How is it with poetry, is there a conviction that poetry is all about what’s fleeting, about the understanding of souls, can one catch senses between sentences without even knowing the language well?

That’s how it feels to me, although it probably indicates my deep ignorance towards the art of translation. Perhaps there is less room for interpretation in prose, because there is more material, and poetry is cutting the message from words and content to the bone. Reading in the original, apart from the pleasure of communing with the text, can be a great exercise for someone who writes themselves. It can be written like this! - as in the case of the experiment with Dickinson. Or like this, like this, and like that, looking at the translations. Is it still about the same thing, or maybe not quite the same?

Have you ever thought about translating poetry?

No. I couldn’t do it. I don’t want to sound like I treat poetry mostly in a functional way, but to me, it's very interesting as a way of working on content, a different way of approaching how to convey something. Seeing how poets describe different places, states, situations, I try to draw conclusions for my reportage writing. In this sense, poetry is also a tool for me, and not just a source of pleasure, delight, or soothing.

And when you write reportage, do you try to read reportage books, or does it impede you?

Not while writing, but when I had to work on a Polish social theme, difficult, a confusing family history with trauma, I liked to look at or read, although I had read some of them many a time, the texts by Tochman from Bóg zapłać  (“God Bless You”) or Lidka Ostałowska from Bolało jeszcze bardziej (“It Hurt Even More”). To remember how I'd like it to sound. It was not about specific sentences, but about the tone itself, which is appropriate for such a subject. It was an exercise in how to disentangle oneself emotionally. But that's only before, when I am writing, I don't read. But generally, you are imbued with what you read, watch, and listen to. When you create, it's hard to separate the outside from your own language, which is always the sum of all those influences.

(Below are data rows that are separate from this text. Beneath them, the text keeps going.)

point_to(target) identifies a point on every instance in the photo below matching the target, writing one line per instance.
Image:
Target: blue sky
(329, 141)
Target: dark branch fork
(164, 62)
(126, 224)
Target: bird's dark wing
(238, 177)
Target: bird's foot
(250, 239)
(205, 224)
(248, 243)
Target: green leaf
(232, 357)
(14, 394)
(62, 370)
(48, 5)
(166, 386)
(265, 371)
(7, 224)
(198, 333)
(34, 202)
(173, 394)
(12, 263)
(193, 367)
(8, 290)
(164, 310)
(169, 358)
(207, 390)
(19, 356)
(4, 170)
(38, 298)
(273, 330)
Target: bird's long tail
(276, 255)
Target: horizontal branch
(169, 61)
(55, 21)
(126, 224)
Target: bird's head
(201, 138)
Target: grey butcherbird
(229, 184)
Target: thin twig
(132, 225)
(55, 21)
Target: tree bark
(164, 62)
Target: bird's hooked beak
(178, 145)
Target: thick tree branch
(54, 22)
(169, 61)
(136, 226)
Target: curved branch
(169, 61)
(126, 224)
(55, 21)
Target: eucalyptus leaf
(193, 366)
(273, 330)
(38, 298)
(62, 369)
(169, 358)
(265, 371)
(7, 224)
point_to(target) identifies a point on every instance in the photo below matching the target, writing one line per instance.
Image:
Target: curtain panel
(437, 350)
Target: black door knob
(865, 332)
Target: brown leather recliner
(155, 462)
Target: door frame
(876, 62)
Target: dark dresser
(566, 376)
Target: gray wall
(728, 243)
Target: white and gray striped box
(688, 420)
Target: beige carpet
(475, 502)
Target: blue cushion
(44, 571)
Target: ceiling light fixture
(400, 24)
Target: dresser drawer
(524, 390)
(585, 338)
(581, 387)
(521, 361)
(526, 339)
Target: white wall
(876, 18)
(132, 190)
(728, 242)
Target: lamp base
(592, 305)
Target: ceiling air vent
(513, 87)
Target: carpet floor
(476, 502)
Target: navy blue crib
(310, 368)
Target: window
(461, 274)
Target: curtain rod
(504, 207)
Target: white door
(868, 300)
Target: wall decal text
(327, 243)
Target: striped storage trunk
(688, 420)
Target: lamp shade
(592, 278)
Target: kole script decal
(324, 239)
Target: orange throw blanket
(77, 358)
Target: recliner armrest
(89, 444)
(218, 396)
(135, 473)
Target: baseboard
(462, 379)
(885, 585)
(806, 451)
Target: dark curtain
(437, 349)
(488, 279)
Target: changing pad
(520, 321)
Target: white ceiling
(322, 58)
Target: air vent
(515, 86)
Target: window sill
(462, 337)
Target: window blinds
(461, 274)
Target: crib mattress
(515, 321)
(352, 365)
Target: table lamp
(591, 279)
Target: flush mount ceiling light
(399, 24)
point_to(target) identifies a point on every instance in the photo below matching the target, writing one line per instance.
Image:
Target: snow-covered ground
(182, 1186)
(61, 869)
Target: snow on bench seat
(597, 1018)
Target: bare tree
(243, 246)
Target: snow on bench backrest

Embarrassing reading fancies?

Sapkowski's Witcher stories. I read them passionately in high school, I brought one of the volumes with me from Lublin to Warsaw. Just as my father can read Potop (“The Deluge”) all his life, he eats his soup in the kitchen and just opens the book, it’s the same case for me with Sapkowski. I know what it's about, I can have a look at it at any time.

And do you acknowledge anything as a holiday book?

To me, a holiday book is not what is promoted as a holiday book, it is just such things that I don't have time or attention for every day. Just like the book about Trzebinski. I can't take it for a couple of tram stops, because I feel the need to read more, and I need peace of mind.

Do you give books as gifts?

Yes.

Do you choose them according to a person, or do you have a title that you want to give to everyone?

Depends, but recently, it was the case with a book by Olga Wiechnik, Posełki (“Envoy Women”). Although I shouldn't talk about it because I edited it.

Oh, come on.

I'd like all the girls close to me to read it. I have also recently recommended far and wide the book on Kafka's manuscripts and Justyna Dąbrowska's conversations: Miłość jest warta starania (“Love Is Worth the Effort”). It seems to me that these conversations help. The same goes for Agnieszka Jucewicz's book about emotions, Czując (“Feeling”). I would also like people close to me to have it. I often gave Sylwia Szwed’s Mundra (“Midwife”) to girls before giving birth. To future parents - Jak kochać dziecko (“How to Love a Child”) by Janusz Korczak, a rarity in a country where Janusz Korczak is much talked about but almost nobody reads him.

Do you have moments of surfeit of reading, would you like to drop it all, not see and not produce letters?

No, sometimes I get so tired that I can no longer do this physically, my eyes are getting tired from looking all day long at screens. But to drop it completely... I recently learned that you can download an episode of a series from Netflix on the phone and watch it on the train where there is no signal. But I don't even consider it, because for me, the train is exactly a place to catch up with reading. It's a time when I don't have to work.